Personal information
- Full name: Petr Janda
- Date of birth: 5 January 1987 (age 38)
- Place of birth: Čáslav, Czechoslovakia
- Height: 1.84 m (6 ft 0 in)
- Position(s): Winger, attacking midfielder

Youth career
- 1992–2000: Zenit Čáslav
- 2000–2002: Slovan Liberec
- 2002–2004: Zenit Čáslav
- 2004–2005: Slavia Prague

Senior career*
- Years: Team / Apps / (Gls)
- 2005–2011: Slavia Prague / 104 / (6)
- 2012–2015: Antalyaspor / 35 / (0)
- 2014: → Denizlispor (loan) / 10 / (2)
- 2015: Boluspor / 4 / (0)
- 2016–2019: TJ Sokol Čížová
- 2020: TJ Blatná

International career
- 2006–2008: Czech Republic U-21 / 6 / (0)
- 2011: Czech Republic / 2 / (0)

Managerial career
- 2018–2019: TJ Sokol Čížová (player-assistant)

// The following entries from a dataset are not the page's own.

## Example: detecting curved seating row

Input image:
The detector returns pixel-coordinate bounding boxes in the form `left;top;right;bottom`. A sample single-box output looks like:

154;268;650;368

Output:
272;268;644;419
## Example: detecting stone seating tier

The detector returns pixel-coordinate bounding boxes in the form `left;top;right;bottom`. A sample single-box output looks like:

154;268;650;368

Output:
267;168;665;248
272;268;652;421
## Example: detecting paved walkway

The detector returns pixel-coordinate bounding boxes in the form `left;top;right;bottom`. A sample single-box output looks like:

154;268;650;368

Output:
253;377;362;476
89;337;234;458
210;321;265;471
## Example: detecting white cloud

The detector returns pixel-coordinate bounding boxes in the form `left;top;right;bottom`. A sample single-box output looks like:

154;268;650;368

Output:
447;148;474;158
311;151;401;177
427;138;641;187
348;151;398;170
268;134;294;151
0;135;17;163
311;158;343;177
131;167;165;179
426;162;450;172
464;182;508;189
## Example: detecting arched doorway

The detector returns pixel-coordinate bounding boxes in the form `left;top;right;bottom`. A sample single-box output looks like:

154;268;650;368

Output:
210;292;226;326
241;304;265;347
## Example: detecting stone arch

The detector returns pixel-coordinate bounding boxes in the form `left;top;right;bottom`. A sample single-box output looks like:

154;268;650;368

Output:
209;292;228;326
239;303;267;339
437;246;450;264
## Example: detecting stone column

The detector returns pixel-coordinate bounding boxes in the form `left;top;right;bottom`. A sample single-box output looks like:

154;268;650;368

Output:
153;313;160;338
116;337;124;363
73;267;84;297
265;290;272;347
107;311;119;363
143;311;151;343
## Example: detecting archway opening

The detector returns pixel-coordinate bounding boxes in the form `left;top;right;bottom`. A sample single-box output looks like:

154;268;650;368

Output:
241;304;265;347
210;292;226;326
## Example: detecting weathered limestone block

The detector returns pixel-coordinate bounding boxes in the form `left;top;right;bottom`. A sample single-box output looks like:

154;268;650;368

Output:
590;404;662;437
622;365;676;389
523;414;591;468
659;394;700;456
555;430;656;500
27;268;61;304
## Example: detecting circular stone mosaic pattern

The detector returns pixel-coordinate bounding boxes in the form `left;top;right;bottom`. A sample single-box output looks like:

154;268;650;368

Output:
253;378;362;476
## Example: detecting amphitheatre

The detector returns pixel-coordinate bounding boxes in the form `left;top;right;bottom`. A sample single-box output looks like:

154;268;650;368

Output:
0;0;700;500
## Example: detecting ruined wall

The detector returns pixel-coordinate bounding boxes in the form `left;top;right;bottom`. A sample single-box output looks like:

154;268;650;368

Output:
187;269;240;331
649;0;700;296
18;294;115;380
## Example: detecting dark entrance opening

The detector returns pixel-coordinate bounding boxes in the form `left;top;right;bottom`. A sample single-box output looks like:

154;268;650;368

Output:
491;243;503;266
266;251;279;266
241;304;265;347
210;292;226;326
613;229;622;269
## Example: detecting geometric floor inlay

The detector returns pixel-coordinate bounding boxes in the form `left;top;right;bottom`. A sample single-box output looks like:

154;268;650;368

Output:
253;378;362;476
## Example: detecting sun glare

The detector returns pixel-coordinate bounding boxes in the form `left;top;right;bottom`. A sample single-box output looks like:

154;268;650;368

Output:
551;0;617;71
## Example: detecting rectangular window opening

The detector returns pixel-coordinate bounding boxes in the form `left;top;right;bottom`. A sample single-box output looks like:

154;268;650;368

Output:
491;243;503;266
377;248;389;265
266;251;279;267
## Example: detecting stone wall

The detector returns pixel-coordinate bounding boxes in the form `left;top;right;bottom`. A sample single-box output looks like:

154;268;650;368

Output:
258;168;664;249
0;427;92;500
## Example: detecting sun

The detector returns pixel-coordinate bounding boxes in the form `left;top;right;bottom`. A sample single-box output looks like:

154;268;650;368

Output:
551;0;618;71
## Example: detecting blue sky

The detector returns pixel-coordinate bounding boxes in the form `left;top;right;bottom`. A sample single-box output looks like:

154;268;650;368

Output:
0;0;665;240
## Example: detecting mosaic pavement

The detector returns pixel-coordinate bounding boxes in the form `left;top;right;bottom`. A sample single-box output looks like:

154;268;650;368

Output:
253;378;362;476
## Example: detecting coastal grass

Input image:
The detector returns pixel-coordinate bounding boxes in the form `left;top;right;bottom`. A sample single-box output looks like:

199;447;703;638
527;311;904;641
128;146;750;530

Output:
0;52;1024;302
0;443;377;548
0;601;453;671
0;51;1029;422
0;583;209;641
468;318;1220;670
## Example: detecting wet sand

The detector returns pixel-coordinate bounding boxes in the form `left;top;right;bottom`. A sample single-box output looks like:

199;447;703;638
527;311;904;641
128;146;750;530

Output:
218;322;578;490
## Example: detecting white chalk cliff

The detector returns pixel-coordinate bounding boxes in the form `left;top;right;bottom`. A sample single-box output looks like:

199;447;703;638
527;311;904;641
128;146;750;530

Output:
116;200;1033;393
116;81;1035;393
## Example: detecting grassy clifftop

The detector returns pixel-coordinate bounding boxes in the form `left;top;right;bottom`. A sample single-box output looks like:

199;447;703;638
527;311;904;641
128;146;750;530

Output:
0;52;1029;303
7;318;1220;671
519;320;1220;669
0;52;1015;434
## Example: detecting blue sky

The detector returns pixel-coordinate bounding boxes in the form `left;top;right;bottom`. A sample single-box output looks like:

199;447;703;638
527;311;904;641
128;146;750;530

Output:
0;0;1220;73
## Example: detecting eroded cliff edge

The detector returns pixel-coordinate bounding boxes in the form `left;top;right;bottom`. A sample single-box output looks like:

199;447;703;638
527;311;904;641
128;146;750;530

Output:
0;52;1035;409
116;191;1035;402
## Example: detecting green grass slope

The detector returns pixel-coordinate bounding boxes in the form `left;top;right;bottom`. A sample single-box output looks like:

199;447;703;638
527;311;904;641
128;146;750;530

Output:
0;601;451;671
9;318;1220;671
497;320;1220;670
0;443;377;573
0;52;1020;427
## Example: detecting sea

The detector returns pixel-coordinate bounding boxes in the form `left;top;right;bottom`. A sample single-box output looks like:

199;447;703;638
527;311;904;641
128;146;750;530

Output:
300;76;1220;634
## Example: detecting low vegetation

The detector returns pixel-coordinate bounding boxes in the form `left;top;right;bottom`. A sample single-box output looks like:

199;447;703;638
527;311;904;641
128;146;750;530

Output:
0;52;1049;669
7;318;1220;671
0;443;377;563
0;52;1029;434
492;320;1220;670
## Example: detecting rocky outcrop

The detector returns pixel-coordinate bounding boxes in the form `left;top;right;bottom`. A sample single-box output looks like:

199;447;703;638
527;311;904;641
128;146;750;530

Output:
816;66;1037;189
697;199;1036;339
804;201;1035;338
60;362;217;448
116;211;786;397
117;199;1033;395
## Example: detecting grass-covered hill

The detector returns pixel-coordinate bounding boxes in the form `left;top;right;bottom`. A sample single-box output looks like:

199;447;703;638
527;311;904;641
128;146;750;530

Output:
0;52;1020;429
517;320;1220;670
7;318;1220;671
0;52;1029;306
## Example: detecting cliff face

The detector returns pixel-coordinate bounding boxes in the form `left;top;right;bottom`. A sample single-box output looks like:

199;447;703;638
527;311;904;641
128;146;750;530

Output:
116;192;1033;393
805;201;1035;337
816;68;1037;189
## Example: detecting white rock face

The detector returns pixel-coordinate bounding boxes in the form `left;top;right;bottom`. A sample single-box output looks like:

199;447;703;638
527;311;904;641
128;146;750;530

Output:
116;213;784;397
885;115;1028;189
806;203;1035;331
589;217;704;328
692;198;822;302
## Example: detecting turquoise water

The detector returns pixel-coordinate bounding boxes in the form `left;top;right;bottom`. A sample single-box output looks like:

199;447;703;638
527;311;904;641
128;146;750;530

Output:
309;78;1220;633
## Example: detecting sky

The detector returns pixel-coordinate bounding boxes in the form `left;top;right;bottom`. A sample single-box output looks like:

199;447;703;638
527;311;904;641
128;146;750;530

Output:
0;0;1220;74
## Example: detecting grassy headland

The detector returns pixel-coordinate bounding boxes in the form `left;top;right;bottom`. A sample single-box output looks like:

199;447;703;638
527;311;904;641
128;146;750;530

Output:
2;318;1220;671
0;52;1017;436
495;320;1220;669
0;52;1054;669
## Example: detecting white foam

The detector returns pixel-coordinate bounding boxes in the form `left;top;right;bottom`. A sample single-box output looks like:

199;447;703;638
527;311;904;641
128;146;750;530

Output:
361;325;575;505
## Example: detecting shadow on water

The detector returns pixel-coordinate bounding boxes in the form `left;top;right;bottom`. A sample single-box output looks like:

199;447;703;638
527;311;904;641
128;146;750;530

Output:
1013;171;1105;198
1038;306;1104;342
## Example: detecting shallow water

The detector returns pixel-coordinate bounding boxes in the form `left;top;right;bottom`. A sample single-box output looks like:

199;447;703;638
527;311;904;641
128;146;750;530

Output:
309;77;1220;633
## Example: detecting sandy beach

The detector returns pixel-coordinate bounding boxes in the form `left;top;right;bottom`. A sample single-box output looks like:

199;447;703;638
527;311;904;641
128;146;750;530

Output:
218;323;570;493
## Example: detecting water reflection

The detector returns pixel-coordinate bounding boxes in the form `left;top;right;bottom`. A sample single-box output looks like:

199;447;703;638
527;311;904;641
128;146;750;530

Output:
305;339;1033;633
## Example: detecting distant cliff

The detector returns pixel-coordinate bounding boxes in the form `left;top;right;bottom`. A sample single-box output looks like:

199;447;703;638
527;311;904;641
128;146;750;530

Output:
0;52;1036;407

= Petr Janda (footballer) =

Czech footballer (born 1987)

Petr Janda (born 5 January 1987) is a Czech retired football player. He was also a regular for the Czech national under-21 football team.

==Career==
Janda debuted for the Czech national football team against Peru at the 2011 Kirin Cup. He joined Antalyaspor on a 3.5 year contract on 28 January 2012.

In 2020, he moved to TJ Blatná after a few years at TJ Sokol Čížová, where he also functioned as an assistant coach. He left Blatná in the summer of 2020.